Toonerville Folks was the formal title of the daily
panel and the Sunday page. But most people knew his work by the iconic trolley
and the town-full of characters he created: The Toonerville Trolley That Meets
All Trains; Mickey (Himself) McGuire; The Powerful Katrinka; The
Terrible-Tempered Mr Bang; Asthma Simpson; et al.
For the run of that feature, Fox’s work took on its most
characteristic aspects – characters with large heads and wispy bodies; a slight
bird’s-eye view of all scenes; dialog lettering floating without benefit of
speech balloons; occasional circles instead of panel-squares or rectangles; and
the oddest genre scenes since Bruegel – random characters reacting, kibitzing,
smiling at the reader. A glorified stick-figure world.
His creation was wildly popular, more in small-town papers
than big cities, for that is the world he re-created. The feature inspired
reprint books, cartoons, movie shorts, a now-collectible tin wind-up toy, and other
licensing and merchandising. The son of comedian Joe Yule starred in Toonerville
movies as a kid – and, enjoying success as Mickey (Himself McGuire), took
the stage name of Mickey Rooney instead of Joe Yule, Jr.
Fox himself was as wiry and wizened as one of his
characters, with a white moustache that flapped as he talked. But the
curmudgeon persona was a pose: he really was kindly and friendly and warm.
At the end of his life Fontaine Fox split his time between
Greenwich, Connecticut and Delray Beach, Florida. After his retirement and
death I got know his assistant, then retired too, Arthur Clark of Stamford, which
is the next train stop up from Greenwich. He shared stories, artwork, memories,
and trivia (such as knowing when a drawing was Fox’s, and not the assistant’s,
there would be precisely seven diagonal lines over the “F Fox”).
I visited him often, and would never ask for original art
or memorabilia, but he did make gifts or trades of some things. Once I made the
mistake of telling Art Wood about him, and before two days had passed, Art
called him and sweet-talked him out of most of his archives.
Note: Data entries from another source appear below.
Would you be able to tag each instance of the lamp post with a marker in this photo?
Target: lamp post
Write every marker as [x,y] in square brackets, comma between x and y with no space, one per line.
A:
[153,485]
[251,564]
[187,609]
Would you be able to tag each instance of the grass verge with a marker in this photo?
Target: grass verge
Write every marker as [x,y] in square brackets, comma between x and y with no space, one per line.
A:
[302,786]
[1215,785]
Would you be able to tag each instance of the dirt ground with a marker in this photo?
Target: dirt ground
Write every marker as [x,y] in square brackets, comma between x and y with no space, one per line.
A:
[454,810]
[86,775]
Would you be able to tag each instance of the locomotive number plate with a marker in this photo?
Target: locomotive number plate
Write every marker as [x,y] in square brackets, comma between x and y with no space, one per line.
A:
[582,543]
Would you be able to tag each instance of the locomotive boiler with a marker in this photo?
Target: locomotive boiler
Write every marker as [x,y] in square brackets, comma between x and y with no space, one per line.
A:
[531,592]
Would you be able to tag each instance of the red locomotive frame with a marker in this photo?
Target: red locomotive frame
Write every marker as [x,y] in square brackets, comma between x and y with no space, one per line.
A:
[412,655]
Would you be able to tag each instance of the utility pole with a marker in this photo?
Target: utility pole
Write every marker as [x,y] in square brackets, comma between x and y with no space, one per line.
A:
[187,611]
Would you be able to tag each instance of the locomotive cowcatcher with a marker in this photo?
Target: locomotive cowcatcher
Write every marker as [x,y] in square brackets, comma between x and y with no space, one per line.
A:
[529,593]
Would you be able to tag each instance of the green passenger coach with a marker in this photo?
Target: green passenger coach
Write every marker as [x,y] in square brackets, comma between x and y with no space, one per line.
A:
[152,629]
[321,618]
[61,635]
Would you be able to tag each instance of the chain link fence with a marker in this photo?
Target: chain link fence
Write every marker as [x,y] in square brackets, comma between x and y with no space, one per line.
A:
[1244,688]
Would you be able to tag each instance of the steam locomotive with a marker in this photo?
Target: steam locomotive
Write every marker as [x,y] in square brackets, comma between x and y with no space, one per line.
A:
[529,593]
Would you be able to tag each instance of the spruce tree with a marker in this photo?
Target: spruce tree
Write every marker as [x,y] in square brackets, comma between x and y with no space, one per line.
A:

Art Wood had a way of doing that, as persuasive as a
successful used-car salesman. Many, many cartoonists told me a similar story –
that they sent their life’s work to Art, and after the fact wondered how or
why. In the beginning he pledged that things would wind up in a museum in
Washington DC. When I went to college in DC I got to know Art well and he
recounted this story with a wink; and “his” collection was enormous.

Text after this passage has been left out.